2008 wurde die Zukunft des Projektes zudem in Frage gestellt, da Piehl wegen künstlerischer Differenzen Code64 verließ und Espeland fünf Jahre später das weitergeführte Projekt ruhen ließ, um sich mehr um seine Familie zu kümmern. Keine rosigen Aussichten also für den Electro-Act und deren Anhänger. Ein Facebook-Posting vor drei Jahren sorgte dann aber für Entzücken bei den Fans: Code64 arbeiten wieder an neuem Material - in der Urbesetzung Piehl/Espelund. Das Ergebnis ist nun in Form von "Broken Rhythm" zu hören.

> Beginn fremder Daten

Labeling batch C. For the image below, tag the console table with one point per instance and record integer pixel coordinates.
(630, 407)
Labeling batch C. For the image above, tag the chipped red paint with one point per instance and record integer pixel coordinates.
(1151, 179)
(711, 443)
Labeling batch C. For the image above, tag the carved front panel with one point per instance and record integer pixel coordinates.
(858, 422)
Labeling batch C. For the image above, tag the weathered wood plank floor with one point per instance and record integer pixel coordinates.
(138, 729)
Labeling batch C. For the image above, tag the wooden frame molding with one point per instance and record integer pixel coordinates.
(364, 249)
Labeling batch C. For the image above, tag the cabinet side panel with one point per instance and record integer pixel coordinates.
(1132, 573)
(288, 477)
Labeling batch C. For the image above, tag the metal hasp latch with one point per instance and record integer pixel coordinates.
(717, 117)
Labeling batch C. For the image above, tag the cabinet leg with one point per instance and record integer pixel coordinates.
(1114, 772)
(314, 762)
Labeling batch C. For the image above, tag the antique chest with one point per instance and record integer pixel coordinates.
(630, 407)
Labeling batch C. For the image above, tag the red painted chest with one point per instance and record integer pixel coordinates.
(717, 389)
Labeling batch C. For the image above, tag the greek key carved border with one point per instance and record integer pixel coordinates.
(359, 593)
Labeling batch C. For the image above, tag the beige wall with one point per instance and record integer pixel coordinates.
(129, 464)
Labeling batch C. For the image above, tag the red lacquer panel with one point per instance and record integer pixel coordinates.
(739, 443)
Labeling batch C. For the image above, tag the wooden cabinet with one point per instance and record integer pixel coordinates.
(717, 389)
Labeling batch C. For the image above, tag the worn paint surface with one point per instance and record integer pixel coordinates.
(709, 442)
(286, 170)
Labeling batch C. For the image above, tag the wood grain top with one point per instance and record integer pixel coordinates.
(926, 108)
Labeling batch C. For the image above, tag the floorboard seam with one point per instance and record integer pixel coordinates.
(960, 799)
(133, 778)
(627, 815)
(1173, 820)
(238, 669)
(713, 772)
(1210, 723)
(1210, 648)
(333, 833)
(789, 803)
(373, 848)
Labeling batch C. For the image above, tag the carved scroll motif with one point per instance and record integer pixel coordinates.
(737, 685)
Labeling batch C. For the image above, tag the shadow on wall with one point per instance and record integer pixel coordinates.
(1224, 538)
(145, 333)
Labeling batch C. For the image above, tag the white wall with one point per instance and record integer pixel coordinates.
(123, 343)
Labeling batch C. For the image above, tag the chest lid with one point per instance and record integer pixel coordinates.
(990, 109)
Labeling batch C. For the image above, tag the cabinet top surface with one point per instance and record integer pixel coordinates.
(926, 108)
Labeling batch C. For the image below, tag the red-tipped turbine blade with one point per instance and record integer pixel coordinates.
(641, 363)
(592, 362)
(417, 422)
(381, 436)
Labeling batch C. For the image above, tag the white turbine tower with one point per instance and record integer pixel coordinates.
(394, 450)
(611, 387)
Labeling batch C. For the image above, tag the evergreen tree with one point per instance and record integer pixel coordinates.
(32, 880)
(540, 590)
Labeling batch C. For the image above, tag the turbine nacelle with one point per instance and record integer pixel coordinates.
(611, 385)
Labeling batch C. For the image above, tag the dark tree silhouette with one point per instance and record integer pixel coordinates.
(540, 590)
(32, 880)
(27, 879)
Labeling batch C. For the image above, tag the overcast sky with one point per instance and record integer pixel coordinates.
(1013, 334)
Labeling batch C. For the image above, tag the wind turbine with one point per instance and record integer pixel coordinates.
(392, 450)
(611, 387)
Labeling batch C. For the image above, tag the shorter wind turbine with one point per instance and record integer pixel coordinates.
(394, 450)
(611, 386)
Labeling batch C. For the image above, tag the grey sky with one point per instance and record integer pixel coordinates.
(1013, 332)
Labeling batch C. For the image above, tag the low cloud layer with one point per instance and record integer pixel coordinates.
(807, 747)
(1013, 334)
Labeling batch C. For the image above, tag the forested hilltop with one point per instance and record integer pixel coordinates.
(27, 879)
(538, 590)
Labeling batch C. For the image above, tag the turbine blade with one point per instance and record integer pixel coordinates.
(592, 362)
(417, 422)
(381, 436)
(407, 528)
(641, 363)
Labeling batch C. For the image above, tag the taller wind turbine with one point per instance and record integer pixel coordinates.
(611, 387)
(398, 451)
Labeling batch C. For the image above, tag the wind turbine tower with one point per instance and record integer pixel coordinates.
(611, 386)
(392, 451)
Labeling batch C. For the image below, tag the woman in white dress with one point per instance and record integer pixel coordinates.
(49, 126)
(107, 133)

So unstet das Bestehen des Projekts auch war: Es musste wohl so sein. Fast scheint es, als habe es klärende Gespräche hinsichtlich der musikalischen Visionen der beiden Künstler gegeben, denn "Broken Rhythm" offenbart im Vergleich zu ihren früheren Veröffentlichungen eine ganz neue klangliche und soundästhetische Ausrichtung. Einstmals mit VNV Nation verglichen, ist von diesem Future-Pop-Gebaren nicht mehr viel übrig. Stattdessen findet das Zweiergespann nun Gefallen am transparenten Synthesizer-Klang, der nicht auf drückende Sequenzen setzt, sondern arabeske Melodielinien mit sparsam pulsierenden Beats paart.

Ist es vielleicht die anschleichende Altersmilde der in die Jahre gekommenen Männer? Oder ist "Broken Rhythm" die musikalische Umsetzung vom Suchen und Finden der inneren Mitte? Jedenfalls muten Stücke wie "Shine On" mit ihren wie Glühwürmchen umherschwirrenden Klängen wesentlich geerdeter und unaufgeregter als das frühere Liedgut der beiden. Bereits mit dem Eröffnungsstück "Hall Of Mirrors" wird deutlich, dass man sich nun einem wesentlich cooleren Sound verschrieben hat, der an die kommerziellen Erfolge von MGMT erinnert. In "Emotional Content" erfährt der neue Code64-Sound einen ersten fulminanten Höhepunkt. Der Beat schubst die Komposition sanft an, redundante Arpeggios, die sich im Laufe der Nummer immer wieter aufbauen, bilden einen unwiderstehlichen Sog, dem man sich unweigerlich ergibt. Und "The Void" schielt mit einem Auge sogar auf die aktuellen Synth-Wave-Strömungen.

Dennoch zeigt "Broken Rhythm" auch ein Problem auf: Der Stilwechsel geht einher mit einer neuen musikalischen Ausdrucksweise, die Piehl und Espelund noch nicht in Gänze zu Ende gedacht haben. An manchen Stellen wirkt das Album noch nicht ganz rund. So will beispielsweise "Reflections" an alte Zeiten anknüpfen, verheddert sich aber im neuen Anspruch, den die Band an sich selbst setzt. Kurz gesagt: Bei einigen Songs scheinen Code64 Angst vor ihrer eigenen Courage zu haben.

So ist "Broken Rhythm" ein ziemlich typisches Album geworden für eine Band, die einen Neuanfang wagt. Einiges greift wie früher ineinander, anderes blockiert sich noch. Aber ihre neuen Ideen, die sie hier präsentieren, sind im Ansatz auf jeden Fall nachvollziehbar. Idealerweise werden sie bei der nächsten Platte ihre neue musikalische Vision vollends überzeugend an den Mann bringen.